The previous prime minister Donald Tusk did try a Polish version of a “re-set” of relations with Russia. The culmination was a successful 2010 meeting with Vladimir Putin at the cemetery in Katyn.

“In this ground lie Soviet citizens killed in the terror, and Polish officers murdered on secret orders,” the Russian leader said at the time – a breakthrough in getting him to admit that the Poles were killed on Soviet orders.

But any attempts at warmth have been frozen over by the situation in Ukraine. Poland was one of the EU's most vocal advocates of punishing Russia for annexing Crimea and for fomenting war in eastern Ukraine. Although Ewa Kopacz, the new prime minister, has promised to hew closer to a common European line on the issue, her government is still making tough comments about Ukraine.

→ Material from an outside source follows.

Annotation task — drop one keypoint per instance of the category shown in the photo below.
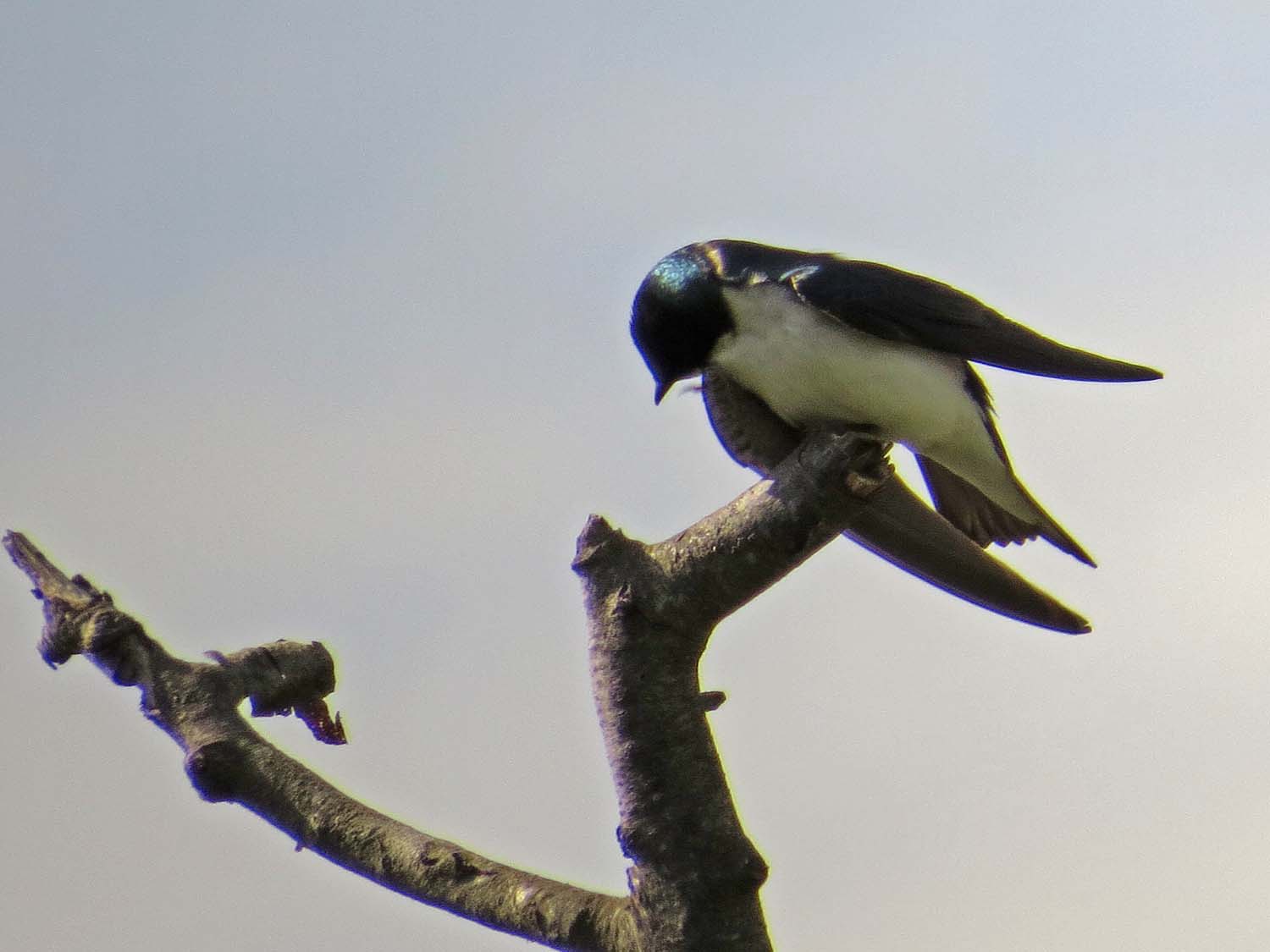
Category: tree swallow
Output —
(800, 340)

“If Russia does not change its policies, then the sanctions will be tightened and they will be felt even more in Russia,” Schetyna said in a recent interview.

To which Rossiyskaya Gazeta, a pro-government daily, responded that Poland was being ignored in Washington and in European capitals and that the new Polish government could be suspected of having delusions of grandeur.

The tit-for-tat has a more serious side as well.

Poland is being hurt by Russian sanctions levied against the US and EU agricultural imports. Poland sells about $1.6bn in food products to Russia, second place in the EU behind Germany with $1.8bn in sales. Last week, Russia imposed an embargo on the re-export of Polish agricultural goods, as Poles had tried to find a way around the sanctions.

The Polish statistical agency calculates that Polish exports to Russia fell by 8.6 per cent to $6.5bn in the first eight months of this year.